When you can't avoid fierce

Fierce visited our house again last week.  A piece of rhetoric was delivered to my mailbox which made me angry.  When I pulled the mail out of the box, I was looking at what appeared to be an amateurish attempt to grab my attention.  Paper quality was cheap, black and white print, and half page photo of the Prime Minister with the heading "The Prime Minister has FAILED TO MANAGE ILLEGAL BORDER CROSSINGS".  There were at least two different types of font and a mix of capitals and lower case in the title. The "F" was circled to appear like a grade on an old-school report card.  It worked, I had to see what nut bar was spending their own money to fill my mailbox.  We have been subject to similar quality of mass mailings in the past especially closer to election time.  Most have been laughable and have simply met a quiet demise in the recycle box with a parting blessing that they will reappear in a more helpful and constructive way in their recycled life.

Imagine my surprise when I discovered that the piece of mail was sent by my Member of Parliament.  That's when mad started to bubble and fierce stuck it's head out to ask, "What you gonna do about that?"

In 2015 I read Seth Godin's book, What To Do When It's Your Turn (and it's always your turn), in which he talks about being fierce. I took it to heart, ruminated on it and wrote Moving From Furious to Fierce.  That blog was on my desk last week with all the research attached that informed it, in preparation for some work I was engaging in. Little did I know the universe was aligning to poke my fierce self again.
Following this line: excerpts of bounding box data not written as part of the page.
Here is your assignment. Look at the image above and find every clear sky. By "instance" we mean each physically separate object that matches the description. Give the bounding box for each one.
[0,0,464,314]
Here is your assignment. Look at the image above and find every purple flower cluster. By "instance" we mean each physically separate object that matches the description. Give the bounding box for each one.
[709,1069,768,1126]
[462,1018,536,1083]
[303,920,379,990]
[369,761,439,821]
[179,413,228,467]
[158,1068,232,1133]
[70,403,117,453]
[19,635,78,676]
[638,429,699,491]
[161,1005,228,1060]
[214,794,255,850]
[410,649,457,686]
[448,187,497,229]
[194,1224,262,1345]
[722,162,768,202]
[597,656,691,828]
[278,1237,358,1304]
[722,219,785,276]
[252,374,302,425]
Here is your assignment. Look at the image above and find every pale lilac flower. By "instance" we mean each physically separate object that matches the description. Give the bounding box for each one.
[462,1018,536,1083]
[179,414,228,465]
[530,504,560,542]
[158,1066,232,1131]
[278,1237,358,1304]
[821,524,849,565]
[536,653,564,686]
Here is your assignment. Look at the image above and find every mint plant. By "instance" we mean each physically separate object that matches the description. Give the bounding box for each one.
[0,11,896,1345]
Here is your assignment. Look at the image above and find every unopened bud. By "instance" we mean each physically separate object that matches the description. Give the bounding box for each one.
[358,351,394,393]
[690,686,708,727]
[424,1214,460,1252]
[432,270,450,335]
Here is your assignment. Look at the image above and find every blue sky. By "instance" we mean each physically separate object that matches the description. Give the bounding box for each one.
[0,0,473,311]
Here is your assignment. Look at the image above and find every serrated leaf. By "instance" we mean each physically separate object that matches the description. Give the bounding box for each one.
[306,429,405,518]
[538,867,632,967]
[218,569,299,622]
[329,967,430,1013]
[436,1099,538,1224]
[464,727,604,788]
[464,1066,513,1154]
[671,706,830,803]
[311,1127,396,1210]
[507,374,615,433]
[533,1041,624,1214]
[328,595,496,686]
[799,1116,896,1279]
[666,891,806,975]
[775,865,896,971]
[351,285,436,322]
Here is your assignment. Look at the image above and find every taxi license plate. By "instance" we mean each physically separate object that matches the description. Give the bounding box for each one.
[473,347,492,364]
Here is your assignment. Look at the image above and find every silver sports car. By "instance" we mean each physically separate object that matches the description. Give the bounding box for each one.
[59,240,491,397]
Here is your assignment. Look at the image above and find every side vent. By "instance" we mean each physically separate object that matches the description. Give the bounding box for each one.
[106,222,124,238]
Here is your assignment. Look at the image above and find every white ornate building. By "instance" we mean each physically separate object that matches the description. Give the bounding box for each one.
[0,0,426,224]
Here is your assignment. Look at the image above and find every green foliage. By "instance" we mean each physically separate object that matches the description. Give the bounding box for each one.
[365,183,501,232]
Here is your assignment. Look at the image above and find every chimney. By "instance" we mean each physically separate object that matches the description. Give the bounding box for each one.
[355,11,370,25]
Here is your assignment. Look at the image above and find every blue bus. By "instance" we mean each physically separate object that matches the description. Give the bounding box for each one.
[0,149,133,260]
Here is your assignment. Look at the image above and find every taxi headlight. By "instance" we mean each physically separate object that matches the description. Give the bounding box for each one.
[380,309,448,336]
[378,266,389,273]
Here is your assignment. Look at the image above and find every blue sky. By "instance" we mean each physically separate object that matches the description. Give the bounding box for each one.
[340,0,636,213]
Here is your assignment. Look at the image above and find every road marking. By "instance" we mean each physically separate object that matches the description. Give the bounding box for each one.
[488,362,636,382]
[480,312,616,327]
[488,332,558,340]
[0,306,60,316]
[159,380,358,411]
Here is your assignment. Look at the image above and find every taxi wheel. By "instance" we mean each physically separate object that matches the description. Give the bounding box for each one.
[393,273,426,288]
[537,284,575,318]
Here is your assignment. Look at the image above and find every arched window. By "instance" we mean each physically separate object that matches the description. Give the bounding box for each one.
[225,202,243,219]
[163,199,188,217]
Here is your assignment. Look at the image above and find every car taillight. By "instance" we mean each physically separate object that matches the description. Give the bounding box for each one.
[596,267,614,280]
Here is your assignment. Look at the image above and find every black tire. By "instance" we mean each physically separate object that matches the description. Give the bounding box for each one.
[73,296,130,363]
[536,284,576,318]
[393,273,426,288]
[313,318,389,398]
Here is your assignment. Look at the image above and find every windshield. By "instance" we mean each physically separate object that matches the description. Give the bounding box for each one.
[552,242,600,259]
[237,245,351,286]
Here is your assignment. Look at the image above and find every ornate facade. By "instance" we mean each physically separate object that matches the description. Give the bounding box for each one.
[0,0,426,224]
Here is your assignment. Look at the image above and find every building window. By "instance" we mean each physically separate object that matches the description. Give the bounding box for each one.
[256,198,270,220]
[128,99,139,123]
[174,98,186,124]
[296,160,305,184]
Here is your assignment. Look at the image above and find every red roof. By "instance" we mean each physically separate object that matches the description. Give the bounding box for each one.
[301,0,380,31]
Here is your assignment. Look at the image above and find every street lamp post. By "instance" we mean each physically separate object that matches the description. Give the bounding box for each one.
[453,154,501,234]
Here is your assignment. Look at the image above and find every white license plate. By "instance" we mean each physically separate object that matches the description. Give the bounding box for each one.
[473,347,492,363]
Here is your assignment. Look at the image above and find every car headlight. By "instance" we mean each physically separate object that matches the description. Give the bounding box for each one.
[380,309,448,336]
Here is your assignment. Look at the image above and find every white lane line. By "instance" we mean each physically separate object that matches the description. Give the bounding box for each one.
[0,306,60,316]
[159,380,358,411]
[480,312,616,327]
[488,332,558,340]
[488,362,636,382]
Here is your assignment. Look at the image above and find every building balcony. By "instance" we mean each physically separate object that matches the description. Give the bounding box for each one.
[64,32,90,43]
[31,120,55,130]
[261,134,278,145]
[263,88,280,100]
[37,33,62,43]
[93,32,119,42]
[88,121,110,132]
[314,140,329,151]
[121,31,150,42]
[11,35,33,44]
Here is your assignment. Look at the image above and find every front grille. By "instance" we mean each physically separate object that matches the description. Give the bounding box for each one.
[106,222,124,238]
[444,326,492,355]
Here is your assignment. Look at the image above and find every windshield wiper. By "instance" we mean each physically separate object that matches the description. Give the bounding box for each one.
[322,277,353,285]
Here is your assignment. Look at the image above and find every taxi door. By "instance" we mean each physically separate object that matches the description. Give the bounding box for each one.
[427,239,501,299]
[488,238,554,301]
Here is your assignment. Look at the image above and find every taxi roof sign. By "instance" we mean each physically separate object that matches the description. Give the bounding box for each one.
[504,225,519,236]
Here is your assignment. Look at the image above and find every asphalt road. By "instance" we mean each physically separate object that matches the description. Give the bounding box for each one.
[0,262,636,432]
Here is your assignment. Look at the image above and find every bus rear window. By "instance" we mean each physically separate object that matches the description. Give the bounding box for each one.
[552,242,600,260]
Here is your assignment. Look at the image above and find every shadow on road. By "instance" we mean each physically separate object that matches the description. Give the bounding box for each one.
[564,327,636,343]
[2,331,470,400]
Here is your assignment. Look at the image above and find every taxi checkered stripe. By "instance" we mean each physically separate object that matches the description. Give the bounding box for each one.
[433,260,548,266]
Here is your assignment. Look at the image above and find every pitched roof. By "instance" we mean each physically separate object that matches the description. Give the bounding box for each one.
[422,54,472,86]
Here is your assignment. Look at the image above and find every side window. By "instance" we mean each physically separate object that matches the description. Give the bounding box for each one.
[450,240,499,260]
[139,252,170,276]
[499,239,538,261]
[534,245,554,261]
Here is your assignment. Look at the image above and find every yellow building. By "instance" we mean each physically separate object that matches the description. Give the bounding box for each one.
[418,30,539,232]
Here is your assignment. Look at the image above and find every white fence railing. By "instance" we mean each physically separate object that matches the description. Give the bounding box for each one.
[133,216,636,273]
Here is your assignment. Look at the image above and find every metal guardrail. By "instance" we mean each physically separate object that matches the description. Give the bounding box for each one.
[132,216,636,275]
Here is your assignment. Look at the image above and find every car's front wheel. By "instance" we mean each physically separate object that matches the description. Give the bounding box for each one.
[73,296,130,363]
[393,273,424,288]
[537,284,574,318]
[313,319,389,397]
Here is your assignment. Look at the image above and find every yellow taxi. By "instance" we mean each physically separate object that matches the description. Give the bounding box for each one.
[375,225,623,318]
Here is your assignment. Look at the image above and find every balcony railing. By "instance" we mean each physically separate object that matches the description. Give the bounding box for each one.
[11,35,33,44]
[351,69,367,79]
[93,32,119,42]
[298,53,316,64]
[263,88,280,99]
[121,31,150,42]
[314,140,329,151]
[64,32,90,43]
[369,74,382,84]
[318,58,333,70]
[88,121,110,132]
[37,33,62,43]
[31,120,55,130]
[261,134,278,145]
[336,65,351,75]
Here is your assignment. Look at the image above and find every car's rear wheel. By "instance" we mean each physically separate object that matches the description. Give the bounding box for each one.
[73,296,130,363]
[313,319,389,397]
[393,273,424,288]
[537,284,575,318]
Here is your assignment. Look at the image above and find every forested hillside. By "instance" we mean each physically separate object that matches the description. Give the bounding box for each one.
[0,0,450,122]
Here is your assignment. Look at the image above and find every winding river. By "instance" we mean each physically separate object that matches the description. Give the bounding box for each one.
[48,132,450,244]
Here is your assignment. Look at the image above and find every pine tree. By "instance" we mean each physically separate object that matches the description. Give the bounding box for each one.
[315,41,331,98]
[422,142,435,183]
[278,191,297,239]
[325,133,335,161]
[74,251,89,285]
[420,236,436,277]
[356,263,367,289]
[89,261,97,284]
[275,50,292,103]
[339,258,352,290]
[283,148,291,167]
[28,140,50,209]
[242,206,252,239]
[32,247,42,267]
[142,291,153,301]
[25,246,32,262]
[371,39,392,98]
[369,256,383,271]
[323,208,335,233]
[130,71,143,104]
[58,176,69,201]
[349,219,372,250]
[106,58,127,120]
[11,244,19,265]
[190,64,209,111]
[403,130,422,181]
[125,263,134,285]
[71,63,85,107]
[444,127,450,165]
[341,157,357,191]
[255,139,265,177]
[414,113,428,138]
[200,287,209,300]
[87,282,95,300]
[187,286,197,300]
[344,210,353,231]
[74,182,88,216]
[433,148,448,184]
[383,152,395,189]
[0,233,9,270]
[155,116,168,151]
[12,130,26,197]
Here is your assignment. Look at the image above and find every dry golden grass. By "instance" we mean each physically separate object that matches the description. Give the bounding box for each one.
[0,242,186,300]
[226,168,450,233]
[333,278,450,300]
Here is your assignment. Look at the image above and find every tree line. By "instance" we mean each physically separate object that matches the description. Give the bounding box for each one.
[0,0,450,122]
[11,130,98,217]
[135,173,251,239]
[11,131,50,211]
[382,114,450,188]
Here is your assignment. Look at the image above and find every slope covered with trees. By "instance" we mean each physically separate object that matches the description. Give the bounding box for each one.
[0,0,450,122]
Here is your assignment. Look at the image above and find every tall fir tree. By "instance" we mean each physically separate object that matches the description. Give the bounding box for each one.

When I returned home from the mailbox, I showed the offensive mailing to Greg then I left it sitting on the kitchen counter for several days.  I moved it into different piles of paper.  I tried to put it in the recycle bin, but I had to pull it back out.  Somehow that stupid piece of paper had a hold on me.  If I was going to be true to my title, Chief Difference Maker, which I boldly or foolishly printed on my business cards, I had to do something with it or about it.  Eventually, the paper traveled to my desk where it again was shuffled several different ways in a hopeless attempt to make it just go away.  Finally, I did something with and about it yesterday.
Happy Canada Day!
I knew I needed to move from furious at the paper to fierce before I could do something that would be constructive.  By the end of the week, I had made that transition.  Fierce was in the house, ready to go.  The fierce response needed to be kind but direct.  It had to address the issue with the mailing and not attack the character of the MP.  The response had to be clear about what was included in the mailing which made it offensive and what was not included which made it weak.  I wasn't interested in racing to the Prime Minister's defence, it wasn't a partisan response in favour of one party or the other.

What irked me was the Trump-like approach that was taken and the complete and utter failure to offer an informed, intelligent position on a very complex subject. About seven-eighths of the double-sided document was taken up with photos, headlines, and the return mailing address.  One-eighth had some text which contained similar phrases to the headlines, a few statistics lacking any means of verification of source, and hyperbole - "there is a legal process of vetting that is being circumvented on a massive scale" and reference to the situation as a "crisis".  Talk about disappointing.  Then to ice the political nonsense, my MP asks a leading question.  He wants me to check off whether I agree with his statement and he has the nerve to call that section "Have Your Say".  Boy I had trouble managing furious and staying in the fierce.  Never mind the question in the back of my mind wondering if my tax payer money was used for this or whether the party funded it.  If tax payer money was used, I'll have to become some other kind of fierce another day to address that.

Somehow, I hold to the notion most Canadians want to understand, be informed, and have clear reliable facts.  Maybe I am living in my own little bubble, but I like it in my bubble.  So, my fingers did the talking.  Yesterday my Member of Parliament received an email from this fierce nana outlining my constituent concerns.  As we prepared to celebrate Canada Day, I wanted to make sure I was not spreading more furious as the world doesn't need any more of that.  We need more fierce.  The 2015 blog, Moving From Furious to Fierce, ended with these words:

"Fierce is about caring and making a difference in a rational meaningful way in the midst of the storm of fury.  "Fierce means living with the simultaneous certainty that this is vitally important and this might not work" (Godin, p. 78)."

Whatever you celebrate this coming week, whether it is Canada Day or Independence Day, remember our countries were built on the strength of character of individuals who were fierce, not those who acted out of fury.  Be fierce!